Azure Cloud Services for Raspberry Pi 4: How to implement OCR with Azure Computer Vision Services

아티클
1/17/2024

Introduction

Microsoft Azure provides a variety of cloud computing services including artificial intelligence, machine learning, IoT, storage, security, networking, media, integration and so on. Among tens of thousands of IoT end devices, Raspberry Pi is one of the most popular and useful platforms that used in many areas because of its low cost, modularity, and open design. Raspberry Pi 4 is the latest powerful model with Quad core Cortex-A72 64-bit processor, 2 HDMI ports, 40 pin GPIO header and hardware video decode capability. Optical character recognition (OCR) allows you to extract printed or handwritten text from images, such as photos of street signs and products, as well as from documents—invoices, bills, financial reports, articles, and more. Microsoft's OCR technologies support extracting printed text in several languages, including 7 languages for handwritten text and 122 languages for print text.
In this article, we will walk you through the steps required to send real time captured image to Azure Computer Vision on Raspberry Pi 4 model B with Azure Cognitive Services Computer Vision SDK for Python for optical character recognition. Furthermore, we will mark the identified texts with green rectangle.

Prerequisites

1. Raspberry Pi 4 model B
2. Azure Cognitive Services Computer Vision SDK for Python
3. USB Web Camera or CSI Camera

Hardware Connection

In this project, we use Microsoft LifeCam HD-3000 USB web camera. This true HD camera features 720p HD video chat for a true HD-quality experience and TrueColor technology that automatically delivers a bright and colorful video.

Install Necessary Libraries

Open your Raspberry Pi terminal and install the following Libraries:

1.pip3 install azure-cognitiveservices-vision-computervision
2.pip3 install asyncio

Create Computer Vision Service on Azure

In this project, we will use Azure Computer Vision services. OCR is one important service in Azure Computer Vision. For Azure Computer Vision, this official docs “Quickstart: Create a Cognitive Services resource using the Azure portal” is a good start to create your own computer vision services. You will need the key and endpoint from the resource you create to connect your application to the Computer Vision service. The free pricing tier (F0) is enough for you to try the service.

Create and Debug Python Code on Raspberry Pi

Currently, there are several Python IDE on Raspberry Pi.

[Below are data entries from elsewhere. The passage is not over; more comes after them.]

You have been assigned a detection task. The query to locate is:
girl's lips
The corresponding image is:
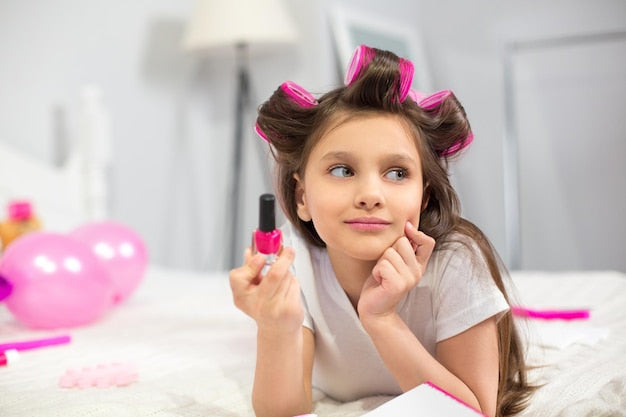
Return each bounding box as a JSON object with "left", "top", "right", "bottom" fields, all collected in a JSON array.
[{"left": 345, "top": 218, "right": 391, "bottom": 232}]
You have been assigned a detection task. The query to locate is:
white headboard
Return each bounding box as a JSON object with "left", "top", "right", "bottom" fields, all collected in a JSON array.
[{"left": 0, "top": 142, "right": 106, "bottom": 233}]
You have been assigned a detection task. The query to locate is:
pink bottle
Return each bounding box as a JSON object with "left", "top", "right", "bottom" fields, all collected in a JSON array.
[{"left": 252, "top": 194, "right": 282, "bottom": 267}]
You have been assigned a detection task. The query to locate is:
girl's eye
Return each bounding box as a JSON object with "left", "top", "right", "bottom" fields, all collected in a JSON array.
[
  {"left": 329, "top": 166, "right": 354, "bottom": 178},
  {"left": 385, "top": 168, "right": 408, "bottom": 181}
]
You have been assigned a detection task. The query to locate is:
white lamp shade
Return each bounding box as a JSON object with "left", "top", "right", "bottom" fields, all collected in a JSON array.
[{"left": 183, "top": 0, "right": 298, "bottom": 54}]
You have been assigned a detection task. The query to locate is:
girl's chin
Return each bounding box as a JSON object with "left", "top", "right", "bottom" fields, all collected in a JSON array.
[
  {"left": 346, "top": 246, "right": 390, "bottom": 262},
  {"left": 323, "top": 234, "right": 402, "bottom": 261}
]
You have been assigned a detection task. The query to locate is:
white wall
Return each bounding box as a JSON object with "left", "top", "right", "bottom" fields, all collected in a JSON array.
[
  {"left": 1, "top": 0, "right": 624, "bottom": 272},
  {"left": 415, "top": 0, "right": 626, "bottom": 271}
]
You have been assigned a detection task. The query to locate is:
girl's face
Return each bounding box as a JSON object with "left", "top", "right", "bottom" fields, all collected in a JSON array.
[{"left": 295, "top": 114, "right": 424, "bottom": 262}]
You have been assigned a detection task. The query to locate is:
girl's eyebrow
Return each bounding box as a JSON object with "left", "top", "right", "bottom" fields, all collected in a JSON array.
[
  {"left": 320, "top": 151, "right": 353, "bottom": 162},
  {"left": 380, "top": 153, "right": 418, "bottom": 166},
  {"left": 320, "top": 151, "right": 417, "bottom": 166}
]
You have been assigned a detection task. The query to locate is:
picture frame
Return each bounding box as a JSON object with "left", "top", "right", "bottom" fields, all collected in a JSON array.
[{"left": 330, "top": 5, "right": 432, "bottom": 92}]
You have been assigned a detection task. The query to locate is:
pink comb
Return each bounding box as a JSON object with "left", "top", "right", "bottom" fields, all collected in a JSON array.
[{"left": 59, "top": 363, "right": 138, "bottom": 389}]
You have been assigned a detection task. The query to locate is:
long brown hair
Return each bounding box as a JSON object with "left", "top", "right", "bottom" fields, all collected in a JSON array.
[{"left": 256, "top": 47, "right": 534, "bottom": 416}]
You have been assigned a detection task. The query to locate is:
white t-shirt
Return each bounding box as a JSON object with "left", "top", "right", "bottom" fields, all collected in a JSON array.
[{"left": 282, "top": 223, "right": 509, "bottom": 402}]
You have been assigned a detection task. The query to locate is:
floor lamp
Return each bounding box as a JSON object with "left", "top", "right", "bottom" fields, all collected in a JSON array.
[{"left": 183, "top": 0, "right": 297, "bottom": 269}]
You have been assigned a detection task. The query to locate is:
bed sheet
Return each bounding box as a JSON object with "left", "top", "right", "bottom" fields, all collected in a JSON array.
[
  {"left": 512, "top": 271, "right": 626, "bottom": 417},
  {"left": 0, "top": 268, "right": 624, "bottom": 417}
]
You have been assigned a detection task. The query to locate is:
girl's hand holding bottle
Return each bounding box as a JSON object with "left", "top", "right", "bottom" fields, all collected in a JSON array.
[
  {"left": 229, "top": 247, "right": 304, "bottom": 336},
  {"left": 358, "top": 221, "right": 435, "bottom": 325}
]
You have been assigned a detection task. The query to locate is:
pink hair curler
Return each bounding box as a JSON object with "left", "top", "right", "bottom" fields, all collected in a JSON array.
[
  {"left": 344, "top": 45, "right": 375, "bottom": 86},
  {"left": 397, "top": 58, "right": 414, "bottom": 102},
  {"left": 440, "top": 131, "right": 474, "bottom": 157},
  {"left": 254, "top": 122, "right": 269, "bottom": 143},
  {"left": 280, "top": 81, "right": 318, "bottom": 108},
  {"left": 418, "top": 90, "right": 452, "bottom": 110},
  {"left": 419, "top": 90, "right": 474, "bottom": 157},
  {"left": 345, "top": 45, "right": 414, "bottom": 102},
  {"left": 407, "top": 88, "right": 427, "bottom": 104},
  {"left": 409, "top": 89, "right": 474, "bottom": 157}
]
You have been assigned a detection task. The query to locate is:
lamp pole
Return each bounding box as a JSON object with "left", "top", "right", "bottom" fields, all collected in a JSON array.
[{"left": 228, "top": 43, "right": 250, "bottom": 269}]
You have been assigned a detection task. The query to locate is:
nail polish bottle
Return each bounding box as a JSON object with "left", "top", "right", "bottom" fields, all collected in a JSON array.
[{"left": 252, "top": 194, "right": 282, "bottom": 267}]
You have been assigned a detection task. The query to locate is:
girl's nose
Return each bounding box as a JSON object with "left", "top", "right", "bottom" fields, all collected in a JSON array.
[{"left": 355, "top": 176, "right": 384, "bottom": 209}]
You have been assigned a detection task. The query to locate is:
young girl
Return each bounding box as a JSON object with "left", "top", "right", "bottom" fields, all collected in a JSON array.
[{"left": 229, "top": 45, "right": 533, "bottom": 417}]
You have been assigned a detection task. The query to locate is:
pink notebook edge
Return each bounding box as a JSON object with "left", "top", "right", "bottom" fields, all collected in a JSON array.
[{"left": 424, "top": 381, "right": 487, "bottom": 416}]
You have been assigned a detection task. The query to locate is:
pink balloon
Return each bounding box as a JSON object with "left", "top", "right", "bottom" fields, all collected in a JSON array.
[
  {"left": 0, "top": 232, "right": 114, "bottom": 329},
  {"left": 71, "top": 221, "right": 148, "bottom": 305}
]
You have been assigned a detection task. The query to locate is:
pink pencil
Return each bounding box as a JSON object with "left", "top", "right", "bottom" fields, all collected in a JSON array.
[
  {"left": 0, "top": 334, "right": 71, "bottom": 352},
  {"left": 512, "top": 306, "right": 590, "bottom": 320}
]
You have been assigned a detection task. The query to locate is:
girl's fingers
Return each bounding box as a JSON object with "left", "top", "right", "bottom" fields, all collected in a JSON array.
[
  {"left": 405, "top": 221, "right": 435, "bottom": 267},
  {"left": 243, "top": 247, "right": 253, "bottom": 264},
  {"left": 392, "top": 235, "right": 417, "bottom": 265},
  {"left": 229, "top": 252, "right": 265, "bottom": 294},
  {"left": 258, "top": 246, "right": 296, "bottom": 298},
  {"left": 381, "top": 243, "right": 408, "bottom": 275}
]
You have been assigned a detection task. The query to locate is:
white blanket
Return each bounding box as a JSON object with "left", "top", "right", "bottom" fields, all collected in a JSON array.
[{"left": 0, "top": 268, "right": 624, "bottom": 416}]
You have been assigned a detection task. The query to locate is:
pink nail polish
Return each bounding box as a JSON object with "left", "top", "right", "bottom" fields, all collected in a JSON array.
[{"left": 252, "top": 194, "right": 282, "bottom": 268}]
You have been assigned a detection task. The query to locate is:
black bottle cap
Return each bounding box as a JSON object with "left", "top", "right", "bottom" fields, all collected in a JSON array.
[{"left": 258, "top": 193, "right": 276, "bottom": 232}]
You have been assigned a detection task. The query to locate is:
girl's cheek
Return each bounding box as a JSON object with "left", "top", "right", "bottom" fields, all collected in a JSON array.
[{"left": 409, "top": 214, "right": 421, "bottom": 229}]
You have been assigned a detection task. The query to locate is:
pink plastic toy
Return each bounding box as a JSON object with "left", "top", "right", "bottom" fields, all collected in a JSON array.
[
  {"left": 0, "top": 232, "right": 113, "bottom": 329},
  {"left": 59, "top": 362, "right": 138, "bottom": 388},
  {"left": 71, "top": 221, "right": 148, "bottom": 304},
  {"left": 7, "top": 201, "right": 34, "bottom": 221}
]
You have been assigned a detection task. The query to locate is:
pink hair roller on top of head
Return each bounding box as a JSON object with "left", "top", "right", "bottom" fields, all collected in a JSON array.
[
  {"left": 345, "top": 45, "right": 413, "bottom": 102},
  {"left": 280, "top": 81, "right": 318, "bottom": 108},
  {"left": 344, "top": 45, "right": 376, "bottom": 86},
  {"left": 396, "top": 58, "right": 414, "bottom": 102}
]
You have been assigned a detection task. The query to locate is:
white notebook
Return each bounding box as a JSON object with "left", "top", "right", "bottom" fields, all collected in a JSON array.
[{"left": 362, "top": 382, "right": 484, "bottom": 416}]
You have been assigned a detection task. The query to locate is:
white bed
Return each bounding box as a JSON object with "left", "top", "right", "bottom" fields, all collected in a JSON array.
[
  {"left": 0, "top": 268, "right": 625, "bottom": 416},
  {"left": 0, "top": 142, "right": 625, "bottom": 416}
]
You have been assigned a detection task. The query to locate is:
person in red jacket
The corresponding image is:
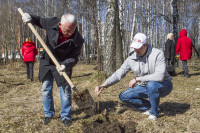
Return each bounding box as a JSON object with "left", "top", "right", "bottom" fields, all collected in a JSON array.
[
  {"left": 176, "top": 29, "right": 192, "bottom": 78},
  {"left": 22, "top": 37, "right": 38, "bottom": 81}
]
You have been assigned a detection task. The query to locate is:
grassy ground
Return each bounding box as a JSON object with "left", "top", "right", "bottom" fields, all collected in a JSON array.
[{"left": 0, "top": 58, "right": 200, "bottom": 133}]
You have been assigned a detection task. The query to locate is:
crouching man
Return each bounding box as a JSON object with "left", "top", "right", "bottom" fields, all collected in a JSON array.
[{"left": 95, "top": 33, "right": 173, "bottom": 120}]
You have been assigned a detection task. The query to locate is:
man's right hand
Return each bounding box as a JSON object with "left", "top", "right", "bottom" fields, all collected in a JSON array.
[
  {"left": 22, "top": 13, "right": 32, "bottom": 23},
  {"left": 95, "top": 85, "right": 106, "bottom": 96}
]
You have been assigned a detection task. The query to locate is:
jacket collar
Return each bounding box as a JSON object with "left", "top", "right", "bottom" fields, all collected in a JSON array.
[
  {"left": 72, "top": 28, "right": 82, "bottom": 47},
  {"left": 129, "top": 44, "right": 152, "bottom": 60}
]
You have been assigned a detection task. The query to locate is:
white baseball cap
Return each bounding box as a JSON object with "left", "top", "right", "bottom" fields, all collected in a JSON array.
[{"left": 130, "top": 33, "right": 148, "bottom": 49}]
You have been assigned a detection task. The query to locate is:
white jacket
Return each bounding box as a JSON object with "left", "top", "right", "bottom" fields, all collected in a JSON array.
[{"left": 104, "top": 45, "right": 172, "bottom": 87}]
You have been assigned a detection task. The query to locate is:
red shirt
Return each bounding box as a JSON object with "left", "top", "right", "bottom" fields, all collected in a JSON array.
[{"left": 57, "top": 28, "right": 73, "bottom": 45}]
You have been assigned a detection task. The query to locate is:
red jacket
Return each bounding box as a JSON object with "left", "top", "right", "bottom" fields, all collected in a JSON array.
[
  {"left": 22, "top": 41, "right": 38, "bottom": 62},
  {"left": 176, "top": 29, "right": 192, "bottom": 60}
]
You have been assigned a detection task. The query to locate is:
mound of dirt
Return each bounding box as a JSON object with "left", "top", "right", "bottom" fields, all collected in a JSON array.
[
  {"left": 73, "top": 89, "right": 96, "bottom": 116},
  {"left": 82, "top": 117, "right": 137, "bottom": 133}
]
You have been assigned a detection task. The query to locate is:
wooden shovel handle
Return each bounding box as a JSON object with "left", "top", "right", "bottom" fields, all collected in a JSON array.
[{"left": 18, "top": 8, "right": 77, "bottom": 92}]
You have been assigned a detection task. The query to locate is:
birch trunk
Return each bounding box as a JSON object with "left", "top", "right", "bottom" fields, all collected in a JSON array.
[
  {"left": 198, "top": 18, "right": 200, "bottom": 45},
  {"left": 116, "top": 0, "right": 123, "bottom": 69},
  {"left": 104, "top": 0, "right": 117, "bottom": 76},
  {"left": 171, "top": 0, "right": 179, "bottom": 44},
  {"left": 97, "top": 0, "right": 102, "bottom": 70},
  {"left": 130, "top": 0, "right": 137, "bottom": 41}
]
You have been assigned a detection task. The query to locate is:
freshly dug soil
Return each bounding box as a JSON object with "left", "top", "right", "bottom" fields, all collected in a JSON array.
[
  {"left": 82, "top": 117, "right": 137, "bottom": 133},
  {"left": 73, "top": 89, "right": 96, "bottom": 116}
]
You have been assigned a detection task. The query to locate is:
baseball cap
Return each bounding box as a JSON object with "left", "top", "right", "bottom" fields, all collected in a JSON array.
[{"left": 130, "top": 33, "right": 148, "bottom": 49}]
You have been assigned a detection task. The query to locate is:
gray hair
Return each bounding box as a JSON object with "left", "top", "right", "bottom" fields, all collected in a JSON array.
[
  {"left": 167, "top": 33, "right": 173, "bottom": 39},
  {"left": 60, "top": 13, "right": 77, "bottom": 25}
]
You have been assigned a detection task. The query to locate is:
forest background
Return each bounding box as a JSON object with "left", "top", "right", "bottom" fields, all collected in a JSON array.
[
  {"left": 0, "top": 0, "right": 200, "bottom": 76},
  {"left": 1, "top": 0, "right": 200, "bottom": 132}
]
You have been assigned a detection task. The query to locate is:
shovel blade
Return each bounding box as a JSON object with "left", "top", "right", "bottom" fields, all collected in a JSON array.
[{"left": 73, "top": 89, "right": 96, "bottom": 116}]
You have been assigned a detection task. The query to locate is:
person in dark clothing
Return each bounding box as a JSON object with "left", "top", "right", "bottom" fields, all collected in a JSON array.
[
  {"left": 176, "top": 29, "right": 192, "bottom": 78},
  {"left": 164, "top": 33, "right": 176, "bottom": 66},
  {"left": 164, "top": 33, "right": 176, "bottom": 76},
  {"left": 22, "top": 37, "right": 38, "bottom": 81},
  {"left": 22, "top": 13, "right": 84, "bottom": 126}
]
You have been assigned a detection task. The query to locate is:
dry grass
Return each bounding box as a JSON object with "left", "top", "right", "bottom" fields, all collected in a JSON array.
[{"left": 0, "top": 58, "right": 200, "bottom": 133}]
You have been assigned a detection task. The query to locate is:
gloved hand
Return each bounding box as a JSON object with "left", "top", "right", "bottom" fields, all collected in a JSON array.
[
  {"left": 175, "top": 54, "right": 179, "bottom": 60},
  {"left": 22, "top": 13, "right": 32, "bottom": 23},
  {"left": 56, "top": 65, "right": 66, "bottom": 76}
]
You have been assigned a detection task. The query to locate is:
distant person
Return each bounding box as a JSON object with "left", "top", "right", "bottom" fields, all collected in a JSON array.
[
  {"left": 164, "top": 33, "right": 176, "bottom": 76},
  {"left": 95, "top": 33, "right": 173, "bottom": 121},
  {"left": 176, "top": 29, "right": 192, "bottom": 78},
  {"left": 22, "top": 37, "right": 38, "bottom": 81},
  {"left": 22, "top": 12, "right": 84, "bottom": 127}
]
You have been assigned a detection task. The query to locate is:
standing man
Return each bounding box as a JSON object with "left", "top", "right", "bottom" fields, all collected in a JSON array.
[
  {"left": 176, "top": 29, "right": 192, "bottom": 78},
  {"left": 22, "top": 13, "right": 84, "bottom": 126},
  {"left": 95, "top": 33, "right": 173, "bottom": 121}
]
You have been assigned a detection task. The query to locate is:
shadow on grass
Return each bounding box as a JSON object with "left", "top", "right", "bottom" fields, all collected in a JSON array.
[
  {"left": 176, "top": 71, "right": 200, "bottom": 77},
  {"left": 160, "top": 102, "right": 190, "bottom": 116},
  {"left": 0, "top": 80, "right": 25, "bottom": 86},
  {"left": 72, "top": 73, "right": 93, "bottom": 78},
  {"left": 176, "top": 71, "right": 184, "bottom": 75},
  {"left": 189, "top": 72, "right": 200, "bottom": 76}
]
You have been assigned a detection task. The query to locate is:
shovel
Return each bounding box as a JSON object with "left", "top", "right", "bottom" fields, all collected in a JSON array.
[{"left": 18, "top": 8, "right": 96, "bottom": 116}]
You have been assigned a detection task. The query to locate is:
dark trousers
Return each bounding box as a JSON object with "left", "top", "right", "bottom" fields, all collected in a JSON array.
[
  {"left": 182, "top": 60, "right": 189, "bottom": 75},
  {"left": 25, "top": 62, "right": 34, "bottom": 79},
  {"left": 166, "top": 58, "right": 175, "bottom": 67}
]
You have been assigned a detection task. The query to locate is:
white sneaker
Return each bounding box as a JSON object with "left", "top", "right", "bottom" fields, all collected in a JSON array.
[
  {"left": 147, "top": 114, "right": 157, "bottom": 121},
  {"left": 142, "top": 110, "right": 150, "bottom": 115}
]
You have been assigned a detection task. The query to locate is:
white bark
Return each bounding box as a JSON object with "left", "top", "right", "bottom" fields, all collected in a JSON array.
[
  {"left": 130, "top": 0, "right": 137, "bottom": 41},
  {"left": 104, "top": 0, "right": 116, "bottom": 76},
  {"left": 198, "top": 18, "right": 200, "bottom": 45}
]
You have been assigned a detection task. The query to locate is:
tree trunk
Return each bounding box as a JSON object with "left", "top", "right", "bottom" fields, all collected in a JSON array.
[
  {"left": 171, "top": 0, "right": 179, "bottom": 44},
  {"left": 104, "top": 0, "right": 117, "bottom": 76},
  {"left": 130, "top": 0, "right": 137, "bottom": 41},
  {"left": 116, "top": 0, "right": 123, "bottom": 69},
  {"left": 198, "top": 18, "right": 200, "bottom": 45}
]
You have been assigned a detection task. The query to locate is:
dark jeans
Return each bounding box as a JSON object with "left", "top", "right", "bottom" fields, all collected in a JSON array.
[
  {"left": 25, "top": 62, "right": 34, "bottom": 79},
  {"left": 182, "top": 60, "right": 189, "bottom": 75}
]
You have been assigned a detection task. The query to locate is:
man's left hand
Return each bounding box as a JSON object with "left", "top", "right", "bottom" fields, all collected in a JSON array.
[{"left": 129, "top": 78, "right": 137, "bottom": 88}]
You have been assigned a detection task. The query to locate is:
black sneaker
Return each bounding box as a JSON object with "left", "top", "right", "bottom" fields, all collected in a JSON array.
[
  {"left": 63, "top": 119, "right": 72, "bottom": 127},
  {"left": 43, "top": 117, "right": 52, "bottom": 125}
]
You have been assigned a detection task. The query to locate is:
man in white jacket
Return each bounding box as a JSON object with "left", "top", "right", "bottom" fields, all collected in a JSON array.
[{"left": 95, "top": 33, "right": 173, "bottom": 120}]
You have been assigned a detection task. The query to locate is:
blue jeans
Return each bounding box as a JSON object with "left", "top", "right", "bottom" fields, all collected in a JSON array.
[
  {"left": 41, "top": 71, "right": 72, "bottom": 121},
  {"left": 119, "top": 81, "right": 172, "bottom": 116}
]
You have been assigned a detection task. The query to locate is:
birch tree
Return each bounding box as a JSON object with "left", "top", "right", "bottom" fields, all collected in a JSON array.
[
  {"left": 115, "top": 0, "right": 123, "bottom": 69},
  {"left": 171, "top": 0, "right": 179, "bottom": 44},
  {"left": 104, "top": 0, "right": 117, "bottom": 76}
]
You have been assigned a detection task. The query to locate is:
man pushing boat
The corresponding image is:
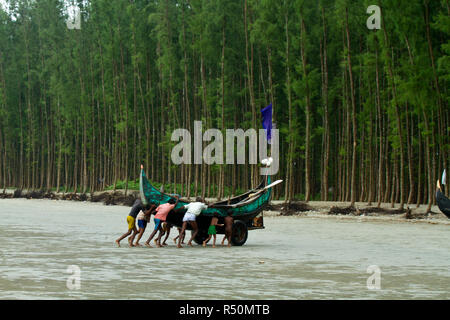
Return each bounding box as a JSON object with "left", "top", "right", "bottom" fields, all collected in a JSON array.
[
  {"left": 145, "top": 196, "right": 180, "bottom": 247},
  {"left": 178, "top": 197, "right": 208, "bottom": 248},
  {"left": 115, "top": 198, "right": 154, "bottom": 247}
]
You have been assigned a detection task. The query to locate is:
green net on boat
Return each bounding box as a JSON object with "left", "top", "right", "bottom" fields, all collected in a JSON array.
[
  {"left": 140, "top": 169, "right": 178, "bottom": 206},
  {"left": 140, "top": 169, "right": 271, "bottom": 218}
]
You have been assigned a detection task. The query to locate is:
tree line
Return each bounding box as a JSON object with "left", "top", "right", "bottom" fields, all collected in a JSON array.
[{"left": 0, "top": 0, "right": 448, "bottom": 211}]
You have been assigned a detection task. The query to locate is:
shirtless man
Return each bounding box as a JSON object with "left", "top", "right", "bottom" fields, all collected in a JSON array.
[
  {"left": 221, "top": 210, "right": 234, "bottom": 247},
  {"left": 202, "top": 212, "right": 224, "bottom": 248}
]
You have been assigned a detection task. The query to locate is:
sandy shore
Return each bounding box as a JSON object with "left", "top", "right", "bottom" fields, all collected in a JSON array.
[
  {"left": 1, "top": 188, "right": 449, "bottom": 225},
  {"left": 2, "top": 198, "right": 449, "bottom": 299},
  {"left": 264, "top": 200, "right": 450, "bottom": 225}
]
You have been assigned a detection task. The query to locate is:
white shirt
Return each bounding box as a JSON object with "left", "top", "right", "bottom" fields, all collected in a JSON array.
[
  {"left": 137, "top": 211, "right": 150, "bottom": 222},
  {"left": 183, "top": 202, "right": 208, "bottom": 216},
  {"left": 137, "top": 212, "right": 145, "bottom": 220}
]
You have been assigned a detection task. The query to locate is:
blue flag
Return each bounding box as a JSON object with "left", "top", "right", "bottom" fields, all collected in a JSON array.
[{"left": 261, "top": 103, "right": 273, "bottom": 144}]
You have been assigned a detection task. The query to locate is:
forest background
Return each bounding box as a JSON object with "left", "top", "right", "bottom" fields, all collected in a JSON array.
[{"left": 0, "top": 0, "right": 448, "bottom": 213}]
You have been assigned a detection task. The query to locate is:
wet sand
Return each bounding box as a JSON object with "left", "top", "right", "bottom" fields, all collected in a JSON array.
[
  {"left": 0, "top": 198, "right": 449, "bottom": 299},
  {"left": 265, "top": 200, "right": 450, "bottom": 225}
]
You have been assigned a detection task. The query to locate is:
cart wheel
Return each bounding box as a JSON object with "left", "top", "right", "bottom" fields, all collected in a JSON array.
[
  {"left": 231, "top": 220, "right": 248, "bottom": 246},
  {"left": 193, "top": 230, "right": 208, "bottom": 245}
]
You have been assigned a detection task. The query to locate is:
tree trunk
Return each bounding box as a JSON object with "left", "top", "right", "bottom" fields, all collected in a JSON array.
[{"left": 345, "top": 8, "right": 357, "bottom": 206}]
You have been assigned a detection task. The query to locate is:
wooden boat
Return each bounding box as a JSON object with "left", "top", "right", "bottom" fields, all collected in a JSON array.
[
  {"left": 139, "top": 168, "right": 281, "bottom": 245},
  {"left": 436, "top": 189, "right": 450, "bottom": 219}
]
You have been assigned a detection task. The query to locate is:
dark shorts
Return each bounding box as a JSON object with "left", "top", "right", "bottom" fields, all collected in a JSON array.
[{"left": 138, "top": 219, "right": 147, "bottom": 229}]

Thonny Python IDE is bundled with the Raspbian OS. We can launch it by click Programming -> Thonny Python IDE. Then copy and paste the following code.

01.import cv2
02.import numpy as np
03.import matplotlib.pylab as plt
04.from azure.cognitiveservices.vision.computervision  import  ComputerVisionClient
05.from azure.cognitiveservices.vision.computervision.models  import  OperationStatusCodes
06.from azure.cognitiveservices.vision.computervision.models  import  VisualFeatureTypes
07.from msrest.authentication import CognitiveServicesCredentials
08.from azure.storage.blob import ContentSettings, BlobClient
09.from azure.iot.device import Message
10.from azure.iot.device.aio import IoTHubDeviceClient
11. 
12.import RPi.GPIO as GPIO
13.import asyncio
14. 
15.#Computer Vision
16.subscription_key =  "Your Key"
17.endpoint =  "https://***.cognitiveservices.azure.com/"
18.computervision_client =  ComputerVisionClient(endpoint, CognitiveServicesCredentials(subscription_key))
19. 
20.# Set the size of the image (in pixels)
21.img_width =  1280
22.img_height =  720
23. 
24.camera =  cv2.VideoCapture(0)
25.camera.set(cv2.CAP_PROP_FRAME_WIDTH, img_width)
26.camera.set(cv2.CAP_PROP_FRAME_HEIGHT, img_height)
27. 
28.# Select color for the bounding box
29.color =  (0,255,0)
30.# Delay 5 second
31.DELAY =  5
32. 
33.async def  main():
34.    # Initialize GPIO
35.    GPIO.setwarnings(False)
36.    GPIO.setmode(GPIO.BCM)
37.    GPIO.cleanup()
38.    GPIO.setup(4, GPIO.IN) #PIR
39.    print("Detection started. Press Ctrl-C to exit")
40.    while True:
41.        if GPIO.input(4): #motion detected
42.            try:                              
43.                ret, image =  camera.read()
44.                cv2.imwrite('capture.jpg', image)
45.                # Open local image file
46.                read_image =  open("capture.jpg", "rb")
47.                print("===== OCR Demo - camera =====")
48.                # Call API with image and raw response (allows you to get the operation location)
49.                read_response =  computervision_client.read_in_stream(read_image, raw=True)
50.                # Get the operation location (URL with ID as last appendage)
51.                read_operation_location =  read_response.headers["Operation-Location"]
52.                # Take the ID off and use to get results
53.                operation_id =  read_operation_location.split("/")[-1]
54. 
55.                # Call the "GET" API and wait for the retrieval of the results
56.                while True:
57.                    read_result =  computervision_client.get_read_result(operation_id)
58.                    if read_result.status.lower () not in  ['notstarted', 'running']:
59.                        break
60.                    print ('Waiting for result...')
61.                    await asyncio.sleep(1)
62. 
63.                # Print results, line by line
64.                if read_result.status == OperationStatusCodes.succeeded:
65.                    for text_result in read_result.analyze_result.read_results:
66.                        for line in text_result.lines:
67.                            print(line.text)
68.                            print(line.bounding_box)
69.                            pts =  np.array(line.bounding_box, np.int32).reshape((-1,1,2))
70.                            image =  cv2.polylines(image, [pts], True, (0, 255,  0), 2)
71.                            cv2.imwrite('result.jpg', image)
72.                # show local image file
73.                img =  cv2.imread('result.jpg') 
74.                cv2.imshow('result',img)
75.                if cv2.waitKey(1000) & 0xFF  ==  ord('q'):
76.                    cv2.destroyAllWindows()
77.                    break                      
78.            except KeyboardInterrupt:
79.                print("Detection stopped")
80.                GPIO.cleanup()
81.                camera.release()
82.                break
83.if __name__ == '__main__':
84.    asyncio.run(main())

Please do substitute the Key and Endpoint with yours that created in section “Create Necessary Services on Azure”.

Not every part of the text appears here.